Recently, while experimenting with various sigmoid functions, I noticed something I found rather odd.
One well-known non-elementary sigmoid function is the error function, $$ f(x) := \text{erf}(x) = \frac{2}{\sqrt{\pi}}\int_0^x{\exp{(-t^2)}}{dt} $$ The following is another sigmoid function, which, unlike the error function, is also a relatively simple elementary function: $$ g(x) := \text{sgn}(x) \sqrt{1 - \exp{(-ax^2)}} $$ Choose $a=4/\pi$, so that $f'(0) = g'(0) = 2/\sqrt{\pi}$. Then as this Desmos graph shows, $g(x)$ is actually a surprisingly good approximation of $f(x)$. In fact, both the absolute & relative error are less than 1 part in 100: $$ \max_{x\in\mathbb{R}}{|g(x)-f(x)|} \approx 0.0063 \\ \max_{x\in\mathbb{R}}{\left|\frac{g(x)}{f(x)}-1\right|} \approx 0.0070 $$ Admittedly, there are much better elementary approximations of $\text{erf}(x)$ out there. (In particular, Wikipedia cites an approximation credited to Sergei Winitzki, which looks quite similar in form to $g(x)$.) However, many of these approximations are calibrated with several seemingly arbitrary parameters.
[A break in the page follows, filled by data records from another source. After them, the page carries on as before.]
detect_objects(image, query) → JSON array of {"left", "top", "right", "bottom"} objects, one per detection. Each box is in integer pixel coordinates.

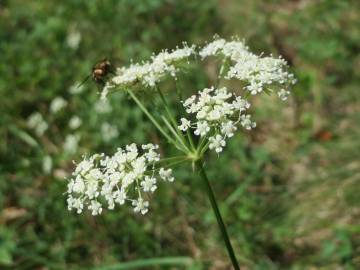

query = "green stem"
[
  {"left": 196, "top": 161, "right": 240, "bottom": 270},
  {"left": 155, "top": 85, "right": 179, "bottom": 130},
  {"left": 155, "top": 86, "right": 191, "bottom": 151},
  {"left": 127, "top": 90, "right": 179, "bottom": 148},
  {"left": 173, "top": 80, "right": 196, "bottom": 151},
  {"left": 161, "top": 116, "right": 190, "bottom": 152}
]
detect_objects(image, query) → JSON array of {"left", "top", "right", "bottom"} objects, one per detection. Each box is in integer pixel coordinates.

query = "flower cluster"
[
  {"left": 103, "top": 43, "right": 195, "bottom": 97},
  {"left": 66, "top": 143, "right": 174, "bottom": 215},
  {"left": 50, "top": 96, "right": 67, "bottom": 114},
  {"left": 200, "top": 38, "right": 296, "bottom": 96},
  {"left": 178, "top": 86, "right": 255, "bottom": 153},
  {"left": 27, "top": 112, "right": 48, "bottom": 136}
]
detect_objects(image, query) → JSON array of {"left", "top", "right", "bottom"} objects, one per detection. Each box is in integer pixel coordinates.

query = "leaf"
[{"left": 8, "top": 125, "right": 39, "bottom": 148}]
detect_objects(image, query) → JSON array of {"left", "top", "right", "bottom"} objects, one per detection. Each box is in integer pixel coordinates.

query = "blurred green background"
[{"left": 1, "top": 0, "right": 360, "bottom": 269}]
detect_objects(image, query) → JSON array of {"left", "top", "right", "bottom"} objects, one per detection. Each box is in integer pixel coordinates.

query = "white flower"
[
  {"left": 194, "top": 121, "right": 210, "bottom": 136},
  {"left": 178, "top": 118, "right": 191, "bottom": 131},
  {"left": 72, "top": 176, "right": 85, "bottom": 193},
  {"left": 132, "top": 198, "right": 149, "bottom": 215},
  {"left": 180, "top": 86, "right": 253, "bottom": 153},
  {"left": 27, "top": 112, "right": 48, "bottom": 136},
  {"left": 240, "top": 115, "right": 256, "bottom": 130},
  {"left": 144, "top": 149, "right": 160, "bottom": 162},
  {"left": 142, "top": 143, "right": 159, "bottom": 150},
  {"left": 200, "top": 38, "right": 226, "bottom": 58},
  {"left": 101, "top": 122, "right": 119, "bottom": 142},
  {"left": 114, "top": 189, "right": 127, "bottom": 205},
  {"left": 69, "top": 116, "right": 82, "bottom": 129},
  {"left": 66, "top": 143, "right": 173, "bottom": 216},
  {"left": 277, "top": 89, "right": 291, "bottom": 101},
  {"left": 151, "top": 43, "right": 195, "bottom": 65},
  {"left": 140, "top": 176, "right": 157, "bottom": 192},
  {"left": 27, "top": 112, "right": 41, "bottom": 128},
  {"left": 42, "top": 155, "right": 53, "bottom": 174},
  {"left": 100, "top": 83, "right": 115, "bottom": 100},
  {"left": 88, "top": 200, "right": 102, "bottom": 216},
  {"left": 183, "top": 95, "right": 196, "bottom": 108},
  {"left": 64, "top": 134, "right": 80, "bottom": 154},
  {"left": 159, "top": 168, "right": 174, "bottom": 182},
  {"left": 67, "top": 196, "right": 84, "bottom": 214},
  {"left": 201, "top": 37, "right": 295, "bottom": 96},
  {"left": 110, "top": 43, "right": 195, "bottom": 90},
  {"left": 232, "top": 96, "right": 250, "bottom": 112},
  {"left": 66, "top": 29, "right": 81, "bottom": 49},
  {"left": 69, "top": 82, "right": 84, "bottom": 95},
  {"left": 221, "top": 121, "right": 237, "bottom": 137},
  {"left": 94, "top": 100, "right": 112, "bottom": 114},
  {"left": 50, "top": 97, "right": 67, "bottom": 114},
  {"left": 209, "top": 135, "right": 226, "bottom": 153}
]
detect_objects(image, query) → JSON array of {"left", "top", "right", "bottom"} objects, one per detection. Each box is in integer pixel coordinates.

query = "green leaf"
[{"left": 8, "top": 125, "right": 39, "bottom": 148}]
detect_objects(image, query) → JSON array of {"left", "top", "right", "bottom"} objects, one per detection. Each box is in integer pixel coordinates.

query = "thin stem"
[
  {"left": 173, "top": 80, "right": 196, "bottom": 151},
  {"left": 196, "top": 161, "right": 240, "bottom": 270},
  {"left": 196, "top": 136, "right": 207, "bottom": 152},
  {"left": 156, "top": 156, "right": 188, "bottom": 164},
  {"left": 199, "top": 141, "right": 210, "bottom": 157},
  {"left": 155, "top": 85, "right": 179, "bottom": 130},
  {"left": 186, "top": 130, "right": 196, "bottom": 151},
  {"left": 174, "top": 79, "right": 183, "bottom": 101},
  {"left": 127, "top": 90, "right": 181, "bottom": 149},
  {"left": 155, "top": 86, "right": 191, "bottom": 151},
  {"left": 161, "top": 116, "right": 190, "bottom": 152}
]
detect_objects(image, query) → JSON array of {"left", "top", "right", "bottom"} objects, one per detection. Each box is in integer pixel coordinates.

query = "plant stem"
[
  {"left": 173, "top": 80, "right": 196, "bottom": 151},
  {"left": 127, "top": 90, "right": 187, "bottom": 153},
  {"left": 155, "top": 86, "right": 191, "bottom": 151},
  {"left": 196, "top": 161, "right": 240, "bottom": 270}
]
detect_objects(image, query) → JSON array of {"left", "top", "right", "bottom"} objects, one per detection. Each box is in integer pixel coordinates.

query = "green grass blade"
[
  {"left": 91, "top": 256, "right": 194, "bottom": 270},
  {"left": 8, "top": 125, "right": 39, "bottom": 148}
]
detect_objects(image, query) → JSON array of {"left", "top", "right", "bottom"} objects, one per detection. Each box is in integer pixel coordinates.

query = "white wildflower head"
[
  {"left": 27, "top": 112, "right": 48, "bottom": 136},
  {"left": 101, "top": 122, "right": 119, "bottom": 142},
  {"left": 200, "top": 37, "right": 295, "bottom": 97},
  {"left": 107, "top": 43, "right": 195, "bottom": 94},
  {"left": 178, "top": 118, "right": 191, "bottom": 131},
  {"left": 94, "top": 100, "right": 112, "bottom": 114},
  {"left": 200, "top": 38, "right": 226, "bottom": 59},
  {"left": 179, "top": 86, "right": 254, "bottom": 153},
  {"left": 66, "top": 143, "right": 174, "bottom": 215},
  {"left": 69, "top": 116, "right": 82, "bottom": 129},
  {"left": 132, "top": 198, "right": 149, "bottom": 215},
  {"left": 64, "top": 134, "right": 80, "bottom": 154},
  {"left": 66, "top": 26, "right": 81, "bottom": 49},
  {"left": 277, "top": 88, "right": 291, "bottom": 101},
  {"left": 50, "top": 97, "right": 67, "bottom": 114},
  {"left": 159, "top": 168, "right": 174, "bottom": 182},
  {"left": 69, "top": 82, "right": 84, "bottom": 95},
  {"left": 209, "top": 135, "right": 226, "bottom": 153}
]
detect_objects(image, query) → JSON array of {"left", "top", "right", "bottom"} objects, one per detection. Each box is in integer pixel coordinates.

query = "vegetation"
[{"left": 1, "top": 0, "right": 359, "bottom": 269}]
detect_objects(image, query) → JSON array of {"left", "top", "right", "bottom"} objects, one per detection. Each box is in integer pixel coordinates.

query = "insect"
[{"left": 77, "top": 59, "right": 115, "bottom": 88}]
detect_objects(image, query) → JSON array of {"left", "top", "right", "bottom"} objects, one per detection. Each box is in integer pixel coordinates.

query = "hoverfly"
[{"left": 77, "top": 58, "right": 115, "bottom": 88}]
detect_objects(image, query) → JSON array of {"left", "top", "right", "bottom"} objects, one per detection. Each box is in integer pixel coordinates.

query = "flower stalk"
[{"left": 196, "top": 160, "right": 240, "bottom": 270}]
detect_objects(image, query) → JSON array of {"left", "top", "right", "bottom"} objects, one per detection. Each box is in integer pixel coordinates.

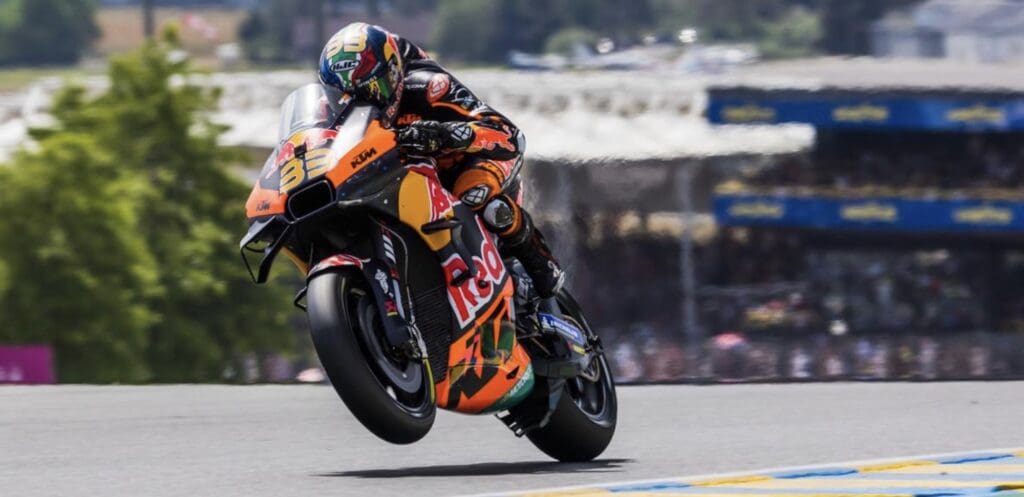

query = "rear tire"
[
  {"left": 307, "top": 270, "right": 435, "bottom": 444},
  {"left": 524, "top": 291, "right": 617, "bottom": 462}
]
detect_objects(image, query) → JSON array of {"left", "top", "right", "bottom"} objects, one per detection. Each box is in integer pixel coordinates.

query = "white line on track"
[{"left": 465, "top": 447, "right": 1024, "bottom": 497}]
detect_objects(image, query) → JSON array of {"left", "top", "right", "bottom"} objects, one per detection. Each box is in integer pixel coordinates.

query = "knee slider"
[{"left": 482, "top": 196, "right": 516, "bottom": 232}]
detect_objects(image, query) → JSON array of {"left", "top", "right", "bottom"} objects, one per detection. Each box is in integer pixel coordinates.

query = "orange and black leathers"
[
  {"left": 392, "top": 41, "right": 564, "bottom": 297},
  {"left": 397, "top": 63, "right": 523, "bottom": 212}
]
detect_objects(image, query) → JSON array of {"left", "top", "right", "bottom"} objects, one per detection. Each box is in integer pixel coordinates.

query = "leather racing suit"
[{"left": 390, "top": 38, "right": 564, "bottom": 298}]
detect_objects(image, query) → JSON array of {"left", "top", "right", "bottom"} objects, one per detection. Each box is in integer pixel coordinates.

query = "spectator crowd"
[
  {"left": 543, "top": 130, "right": 1024, "bottom": 384},
  {"left": 565, "top": 225, "right": 1024, "bottom": 384},
  {"left": 740, "top": 132, "right": 1024, "bottom": 197}
]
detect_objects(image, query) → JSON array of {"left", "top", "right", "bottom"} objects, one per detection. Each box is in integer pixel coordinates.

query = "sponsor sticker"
[
  {"left": 427, "top": 73, "right": 451, "bottom": 102},
  {"left": 331, "top": 59, "right": 359, "bottom": 73},
  {"left": 539, "top": 314, "right": 587, "bottom": 346}
]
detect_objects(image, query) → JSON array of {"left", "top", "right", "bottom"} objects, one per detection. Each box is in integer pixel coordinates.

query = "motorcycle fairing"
[
  {"left": 244, "top": 109, "right": 395, "bottom": 221},
  {"left": 434, "top": 295, "right": 535, "bottom": 413},
  {"left": 395, "top": 165, "right": 534, "bottom": 413}
]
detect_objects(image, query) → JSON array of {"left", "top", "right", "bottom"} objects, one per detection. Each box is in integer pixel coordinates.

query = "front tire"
[
  {"left": 524, "top": 291, "right": 617, "bottom": 462},
  {"left": 307, "top": 270, "right": 435, "bottom": 444}
]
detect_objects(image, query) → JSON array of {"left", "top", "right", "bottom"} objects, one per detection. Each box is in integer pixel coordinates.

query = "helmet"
[{"left": 319, "top": 23, "right": 404, "bottom": 127}]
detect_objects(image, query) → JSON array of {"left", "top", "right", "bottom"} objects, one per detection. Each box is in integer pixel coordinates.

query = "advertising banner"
[
  {"left": 715, "top": 193, "right": 1024, "bottom": 233},
  {"left": 0, "top": 345, "right": 55, "bottom": 384},
  {"left": 708, "top": 95, "right": 1024, "bottom": 131}
]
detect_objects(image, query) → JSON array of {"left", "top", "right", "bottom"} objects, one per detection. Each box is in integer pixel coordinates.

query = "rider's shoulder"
[
  {"left": 403, "top": 63, "right": 456, "bottom": 97},
  {"left": 404, "top": 67, "right": 441, "bottom": 87}
]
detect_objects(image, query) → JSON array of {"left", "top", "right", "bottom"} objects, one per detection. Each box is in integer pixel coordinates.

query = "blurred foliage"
[
  {"left": 235, "top": 0, "right": 914, "bottom": 63},
  {"left": 0, "top": 30, "right": 296, "bottom": 382},
  {"left": 240, "top": 0, "right": 438, "bottom": 63},
  {"left": 0, "top": 134, "right": 157, "bottom": 382},
  {"left": 758, "top": 7, "right": 822, "bottom": 59},
  {"left": 239, "top": 0, "right": 302, "bottom": 63},
  {"left": 433, "top": 0, "right": 652, "bottom": 62},
  {"left": 431, "top": 0, "right": 501, "bottom": 63},
  {"left": 544, "top": 27, "right": 600, "bottom": 56},
  {"left": 0, "top": 0, "right": 99, "bottom": 66},
  {"left": 430, "top": 0, "right": 913, "bottom": 62}
]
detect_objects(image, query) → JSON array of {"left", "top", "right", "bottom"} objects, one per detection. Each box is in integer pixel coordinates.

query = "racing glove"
[{"left": 397, "top": 120, "right": 473, "bottom": 156}]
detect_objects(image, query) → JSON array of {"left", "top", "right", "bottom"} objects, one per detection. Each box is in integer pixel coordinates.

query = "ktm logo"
[{"left": 350, "top": 147, "right": 377, "bottom": 168}]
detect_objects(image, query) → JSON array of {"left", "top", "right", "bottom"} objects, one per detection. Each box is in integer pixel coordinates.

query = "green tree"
[
  {"left": 0, "top": 133, "right": 157, "bottom": 382},
  {"left": 0, "top": 0, "right": 98, "bottom": 66},
  {"left": 431, "top": 0, "right": 501, "bottom": 62},
  {"left": 648, "top": 0, "right": 822, "bottom": 58},
  {"left": 101, "top": 32, "right": 296, "bottom": 381},
  {"left": 759, "top": 6, "right": 822, "bottom": 59},
  {"left": 1, "top": 30, "right": 297, "bottom": 382}
]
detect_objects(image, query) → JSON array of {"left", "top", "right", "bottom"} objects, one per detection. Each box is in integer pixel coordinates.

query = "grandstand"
[{"left": 688, "top": 58, "right": 1024, "bottom": 382}]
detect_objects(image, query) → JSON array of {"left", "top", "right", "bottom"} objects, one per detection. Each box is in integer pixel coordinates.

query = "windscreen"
[
  {"left": 255, "top": 84, "right": 378, "bottom": 195},
  {"left": 276, "top": 83, "right": 350, "bottom": 142}
]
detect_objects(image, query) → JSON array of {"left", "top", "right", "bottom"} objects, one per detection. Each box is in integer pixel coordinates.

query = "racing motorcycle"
[{"left": 240, "top": 84, "right": 616, "bottom": 462}]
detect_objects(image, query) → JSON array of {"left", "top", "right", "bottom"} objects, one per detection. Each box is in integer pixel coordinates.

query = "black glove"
[{"left": 398, "top": 120, "right": 472, "bottom": 156}]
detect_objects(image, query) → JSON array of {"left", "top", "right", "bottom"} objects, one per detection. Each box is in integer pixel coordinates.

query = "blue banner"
[
  {"left": 707, "top": 95, "right": 1024, "bottom": 131},
  {"left": 714, "top": 193, "right": 1024, "bottom": 233}
]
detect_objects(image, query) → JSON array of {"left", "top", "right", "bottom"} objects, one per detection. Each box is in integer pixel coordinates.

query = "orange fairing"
[
  {"left": 398, "top": 165, "right": 456, "bottom": 251},
  {"left": 396, "top": 164, "right": 528, "bottom": 413},
  {"left": 246, "top": 185, "right": 287, "bottom": 218},
  {"left": 434, "top": 282, "right": 533, "bottom": 413},
  {"left": 245, "top": 121, "right": 396, "bottom": 220},
  {"left": 245, "top": 127, "right": 337, "bottom": 219},
  {"left": 325, "top": 120, "right": 397, "bottom": 188}
]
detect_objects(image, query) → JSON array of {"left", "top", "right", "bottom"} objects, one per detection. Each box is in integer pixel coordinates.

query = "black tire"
[
  {"left": 307, "top": 270, "right": 435, "bottom": 444},
  {"left": 524, "top": 291, "right": 617, "bottom": 462}
]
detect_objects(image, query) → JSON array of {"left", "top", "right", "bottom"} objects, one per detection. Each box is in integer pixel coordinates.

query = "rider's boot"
[{"left": 484, "top": 197, "right": 565, "bottom": 299}]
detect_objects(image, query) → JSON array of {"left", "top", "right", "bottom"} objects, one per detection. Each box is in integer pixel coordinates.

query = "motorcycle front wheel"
[{"left": 307, "top": 270, "right": 435, "bottom": 444}]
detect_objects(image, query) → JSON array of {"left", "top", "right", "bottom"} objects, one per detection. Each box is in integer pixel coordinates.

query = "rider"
[{"left": 318, "top": 22, "right": 564, "bottom": 298}]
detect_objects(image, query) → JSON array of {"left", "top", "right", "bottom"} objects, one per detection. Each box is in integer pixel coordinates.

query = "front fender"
[
  {"left": 306, "top": 252, "right": 415, "bottom": 356},
  {"left": 307, "top": 253, "right": 367, "bottom": 281}
]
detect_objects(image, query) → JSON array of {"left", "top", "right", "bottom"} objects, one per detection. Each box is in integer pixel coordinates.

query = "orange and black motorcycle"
[{"left": 240, "top": 84, "right": 616, "bottom": 461}]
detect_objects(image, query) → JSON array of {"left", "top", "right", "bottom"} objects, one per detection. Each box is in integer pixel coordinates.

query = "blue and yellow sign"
[
  {"left": 708, "top": 94, "right": 1024, "bottom": 131},
  {"left": 714, "top": 194, "right": 1024, "bottom": 233}
]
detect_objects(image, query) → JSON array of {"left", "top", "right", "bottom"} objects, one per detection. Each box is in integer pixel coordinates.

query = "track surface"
[{"left": 3, "top": 383, "right": 1022, "bottom": 497}]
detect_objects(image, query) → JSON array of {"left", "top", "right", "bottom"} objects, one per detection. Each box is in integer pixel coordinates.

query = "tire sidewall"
[{"left": 307, "top": 270, "right": 435, "bottom": 444}]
My question is this: is there a reason why, despite its simplicity, $g(x)$ is still a decent approximation of $\text{erf}(x)$? Perhaps some underlying relationship or aspect of similarity between the two functions? Some way of understanding one in terms of the other, that brings to light the similarity between them?
One thing I thought to investigate was the relationship between the derivatives $f'(x)$ and $g'(x)$ of these functions. From the definition of $\text{erf}(x)$, we have $$ f'(x) = \sqrt{\frac{4}{\pi}} \exp{(-x^2)} $$
Differentiating $g(x)$, meanwhile, gives $$ g'(x) = \text{sgn}(x) \frac{\tfrac{4}{\pi}x\exp{(-\tfrac{4}{\pi}x^2)}}{\sqrt{1 - \exp{(-\tfrac{4}{\pi}x^2)}}} $$
The expressions certainly seem to share several "puzzle pieces" in common: the coefficient $4/\pi$, exponentials of negated squares, etc. (The presence of $\text{sgn}(x)$ is somewhat immaterial, as one can just as easily ignore it & consider both functions on the domain $x>0$ instead.) I had thought that maybe I could substitute some piece of the expression for $g'(x)$ with something else which it approximates well, and then simplify or limit that expression to $f'(x)$, thereby understanding the similarity between $g(x)$ and $f(x)$ in terms of a relationship between a more basic piece of their derivatives. However, I am unable to see any way to do this.
A final aside: I realize there is some inherent subjectivity to this question. In particular, what makes an approximation "close", or an expression "simple", certainly depends quite heavily on the context. This is my first question, and I do hope it is not too subjective for this forum--if it is, please accept my apologies.